Türkiye Başbakanı Recep Tayyip Erdoğan’ın, Yunanistan Başbakanı Antonis Samaras ile gerçekleştirdiği 45 dakikalık görüşmede tarihi bir karar alındı...
   Buna göre; Yunanistan Bakanlar Kurulu, mart ayı içerisinde Ankara’ya taşınacak...
   Ve Türkiye Bakanlar Kurulu ile birlikte ortak toplantı yapılacak...
   İlk kez böylesi bir adımın atılması dikkat çekici değil midir?..
   NATO üyesi iki ülke sonsuza dek karşılıklı güvensizlik ve gerginlik içerisinde yaşayamayacağına göre; birilerinin bir şeyler yapması gerekirdi...
   Ve Başbakan Erdoğan bu konuda, dünyaya örnek olacak şekilde önemli bir adım atmış oldu...
   İki ülkenin bakanları ortak toplantı yaparak, bazı konularda ‘ortak uzlaşı’ arayacak...
   Toplantı sonrasında ise uzlaşılan konular kamuoyuna açıklanacak...
   Büyük bir kriz yaşayan Yunanistan’ın, Türkiye ile dost olmasından başka bir seçeneği de yoktur...
   Türkiye ile dostluğun gelişmesi, Kıbrıs sorununun çözümü açısından da son derece önemlidir...
   Buna karşın Yunanistan’daki sağcı örgütler, Erdoğan ile Samaras arasındaki uzlaşıdan pek memnun kalmadı...
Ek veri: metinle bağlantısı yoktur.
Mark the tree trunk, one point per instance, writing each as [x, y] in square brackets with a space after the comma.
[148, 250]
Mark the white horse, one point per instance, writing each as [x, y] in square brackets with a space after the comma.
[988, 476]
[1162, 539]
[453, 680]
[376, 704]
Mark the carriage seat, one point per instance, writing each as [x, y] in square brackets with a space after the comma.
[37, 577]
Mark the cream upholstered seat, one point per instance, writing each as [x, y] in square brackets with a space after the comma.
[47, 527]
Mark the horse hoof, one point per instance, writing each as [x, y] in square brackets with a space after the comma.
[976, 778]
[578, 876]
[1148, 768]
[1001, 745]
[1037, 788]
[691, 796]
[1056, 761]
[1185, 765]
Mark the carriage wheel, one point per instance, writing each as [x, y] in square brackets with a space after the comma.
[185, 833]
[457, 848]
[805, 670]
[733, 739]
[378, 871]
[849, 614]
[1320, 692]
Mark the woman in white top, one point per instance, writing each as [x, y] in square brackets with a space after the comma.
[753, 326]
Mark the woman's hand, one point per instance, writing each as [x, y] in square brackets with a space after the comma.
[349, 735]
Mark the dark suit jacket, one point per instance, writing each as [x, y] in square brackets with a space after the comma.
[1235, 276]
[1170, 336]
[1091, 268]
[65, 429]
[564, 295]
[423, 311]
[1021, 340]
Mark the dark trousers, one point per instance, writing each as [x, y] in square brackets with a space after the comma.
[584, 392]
   “Yunan Bakanlar Kurulu’nun Ankara’da toplanması ne demek oluyor?” diyerek tepki göstermeye başladılar...
   Bu sorunun yanıtı gayet basit değil midir?..
   İkili ilişkileri geliştirmek için bir iyi niyet jesti oluyor...
   İki ülke bakanları arasında bir bağ oluşturulmasına fırsat sağlıyor...
   Gergin ortamı, yumuşatmaya yarıyor...
   Ortak çıkarların ileri götürülmesine zemin hazırlıyor...
   Öyleyse buna neden karşı çıkılıyor?..
   Karşı çıkanların ‘düşmanlık propagandası’ dışında bir becerileri yok da ondan...
   Kim ne derse desin, Türkiye ve Yunanistan Başbakanları’nın ‘ilişkilerin geliştirilmesi yönünde’ ortak adım atmaları memnuniyet vericidir...
   Geçmişte Karamanlis ile Papandreu’nun yapamadıklarını, bu kez Samaras’ın yapması durumunda ikili ilişkilerin düzelmemesi için herhangi bir neden yoktur...
   Çünkü; Başbakan Recep Tayyip Erdoğan daha ilk günden beri Yunanistan ile ilişkilerin geliştirilmesinden yanadır...
   Yüzlerce Yunan şirketinin Türkiye’de faaliyet göstermesi bunun somut bir kanıtıdır...
   Kıbrıs sorununun çözümü konusunda ‘bir adım önde’ siyasetinin mimarı da yine Sayın Erdoğan’dır...
   Eski Yunan Başbakanı Kostas Karamanlis, geri adım atmamış olsaydı, Annan Planı 2004 yılında kabul edilecek ve Kıbrıs sorunu tarihe karışacaktı...
   Göçmenlerin çok büyük bir kısmı evlerine dönecek, özellikle Maraş kenti yeniden dirilecek ve bu ülkede turizm patlaması yaşanacaktı...
   Güney Kıbrıs bugünkü krizle yüzleşmeyecek, işsiz insan kalmayacaktı...
   Bugünkü durumun sorumlusu Yunanistan ve Güney Kıbrıs’taki fanatiklerdir...
   Eski Dışişleri bakanlarından Nikos Rolandis gibi sağduyu sahibi Kıbrıslı Rumların itirafları da bu yöndedir...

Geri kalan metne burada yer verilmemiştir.